Le secteur de l'aide aux personnes sans abri se mobilise pour vous alerter sur une…
Les réglementations anti-mendicité : cacher la pauvreté au lieu de la combattre
En juin dernier, le Conseil communal de Namur avait adopté une réglementation interdisant, pour une période de 3 mois, la mendicité dans le centre-ville. Cette décision ravive, inévitablement, les inquiétudes des opérateurs de l’aide aux personnes sans abri qui assistent depuis quelques années à la mise en place d’une politique qui vise à criminaliser la mendicité et à cacher la pauvreté au sein des grandes villes.

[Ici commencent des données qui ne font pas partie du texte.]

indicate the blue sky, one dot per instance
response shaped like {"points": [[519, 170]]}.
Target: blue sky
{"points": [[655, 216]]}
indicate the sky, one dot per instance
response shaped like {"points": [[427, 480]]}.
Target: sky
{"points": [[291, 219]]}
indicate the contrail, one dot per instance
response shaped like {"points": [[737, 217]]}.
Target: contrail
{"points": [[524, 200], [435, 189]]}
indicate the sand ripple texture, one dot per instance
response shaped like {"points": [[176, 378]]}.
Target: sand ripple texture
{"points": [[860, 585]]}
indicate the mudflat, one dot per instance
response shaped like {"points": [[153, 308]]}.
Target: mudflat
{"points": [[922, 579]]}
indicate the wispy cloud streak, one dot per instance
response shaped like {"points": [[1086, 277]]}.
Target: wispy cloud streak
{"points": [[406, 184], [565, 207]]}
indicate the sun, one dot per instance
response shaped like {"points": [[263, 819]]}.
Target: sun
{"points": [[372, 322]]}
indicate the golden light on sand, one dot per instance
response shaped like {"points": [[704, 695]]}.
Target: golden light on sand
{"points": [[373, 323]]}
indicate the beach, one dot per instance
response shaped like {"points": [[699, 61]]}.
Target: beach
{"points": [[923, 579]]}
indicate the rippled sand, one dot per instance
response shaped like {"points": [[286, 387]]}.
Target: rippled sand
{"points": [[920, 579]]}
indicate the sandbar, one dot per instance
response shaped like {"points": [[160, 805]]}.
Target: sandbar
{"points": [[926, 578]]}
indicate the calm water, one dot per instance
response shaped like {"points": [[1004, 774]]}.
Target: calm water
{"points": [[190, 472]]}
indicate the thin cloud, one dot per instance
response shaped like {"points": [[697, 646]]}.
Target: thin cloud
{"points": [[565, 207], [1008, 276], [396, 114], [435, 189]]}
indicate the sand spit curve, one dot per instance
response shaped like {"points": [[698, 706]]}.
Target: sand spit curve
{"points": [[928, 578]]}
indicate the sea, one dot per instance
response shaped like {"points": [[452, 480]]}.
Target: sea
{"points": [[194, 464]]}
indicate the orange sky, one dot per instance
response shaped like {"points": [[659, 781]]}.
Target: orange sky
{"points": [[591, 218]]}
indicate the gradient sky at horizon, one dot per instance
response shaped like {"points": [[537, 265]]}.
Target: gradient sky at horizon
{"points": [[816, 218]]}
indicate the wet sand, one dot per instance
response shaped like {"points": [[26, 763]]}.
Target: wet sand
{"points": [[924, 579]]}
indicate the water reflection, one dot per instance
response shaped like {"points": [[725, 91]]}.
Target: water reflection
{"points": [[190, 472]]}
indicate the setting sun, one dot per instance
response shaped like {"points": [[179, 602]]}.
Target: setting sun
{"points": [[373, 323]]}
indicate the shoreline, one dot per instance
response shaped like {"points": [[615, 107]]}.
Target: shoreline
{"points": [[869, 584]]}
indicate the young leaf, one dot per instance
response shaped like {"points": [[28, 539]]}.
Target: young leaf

Le phénomène de la mendicité n’est pas nouveau, la pratique est même ancestrale. Pourtant, la question revient régulièrement au-devant de l’actualité, notamment à travers les réglementations anti-mendicité mises en place dans plusieurs villes wallonnes et communes bruxelloises.
Pourtant, depuis 1993, la mendicité n’est plus un délit. La dépénalisation de la loi du 27 novembre 1891 relative au vagabondage et à la mendicité a permis de ne plus considérer le pauvre comme un délinquant qu’il faut punir mais bien comme une personne démunie à qui une assistance peut/doit être apportée en vue d’améliorer ses conditions de vie. Au cours des années 90 et depuis lors, les initiatives d’accueil et d’accompagnement de ce public se sont multipliées pour apporter des réponses adaptées aux besoins du public précarisé et des habitants de la rue.
Depuis quelques années on assiste à un retour en arrière. Des politiques de criminalisation de la mendicité sont mises en place. Celles-ci visent moins à combattre le sans-abrisme qu’à le cacher aux yeux des habitants de la ville, des commerçants et des touristes et ce, afin de rendre les rues plus agréables à ces derniers.
ON NE RÈGLE PAS LE PROBLÈME, ON LE DÉPLACE
De Liège, à Charleroi, Namur, Bruxelles, Gent ou à l’étranger (Suisse, Danemark), la pratique des réglementations « anti-mendicité » mais aussi des installations « anti SDF » comme les arrosoirs de la Porte d’Anderlecht à Bruxelles, ne stoppent pas la mendicité ni ne réduisent la pauvreté, mais en plus, elles compliquent considérablement le travail des accompagnateurs sociaux.
Dans les villes où des réglementations anti-mendicité sont à l’œuvre, les travailleurs sociaux sont inquiets. En effet, ils ont perdu le lien avec une partie des personnes en rue qui mendient ou qui zonent en rue. La majorité des initiatives d’aide aux habitants de la rue se trouvent en centre-ville (services social, restaurant social, services de douches, consignes…). Eloigner les mendiants du centre-ville, c’est aussi les priver des manifestations citoyennes et de solidarité. C’est également les éloigner des structures d’aide, celles-là mêmes qui sont les plus habilitées à apporter des réponses aux problèmes que rencontrent les personnes. Les associations doivent alors renforcer leurs équipes et leurs zones d’action afin d’atteindre leur public, désormais disséminé sur un territoire plus important. Dès lors, interdire la mendicité en centre-ville revient à conduire les personnes vers plus d’isolement, de solitude et d’insécurité.
Même si on peut comprendre les motivations d’un Bourgmestre et de ses Echevins à appliquer ce type de réglementation, plusieurs questions doivent être posées : les impacts sur les services d’aide sociale et sur les personnes précarisées qu’ils accompagnent ont-ils été mesurés? Les citoyens et les professionnels de l’aide aux sans-abris ont-ils été consultés ? Les services de première ligne sont-ils outillés pour faire face aux conséquences ?
Dans le cas de Namur, on peut seulement espérer qu’un Bourgmestre, par ailleurs Ministre wallon de l’action sociale, aura pris en considération toutes les dimensions de l’intervention sociale auprès du public sans abri et aura mis en place des réponses alternatives. Pourtant, on constate que l’abri de nuit, sensé fournir un hébergement à ce même public sera fermé concomitamment à la période couverte par la réglementation anti-mendicité. Nous nous interrogeons donc sur les solutions réellement proposées aux plus démunis.
Malgré les objectifs en terme de « vivre ensemble » dont nous ne doutons pas qu’ils soient pressants, gardons à l’esprit que la tendance à vouloir éloigner la mendicité des centres urbains en la déplaçant ne résout en rien le vrai problème que pose la mendicité : celui de la précarisation d’une importante partie de la population belge et des mesures insuffisantes pour lutter contre la pauvreté.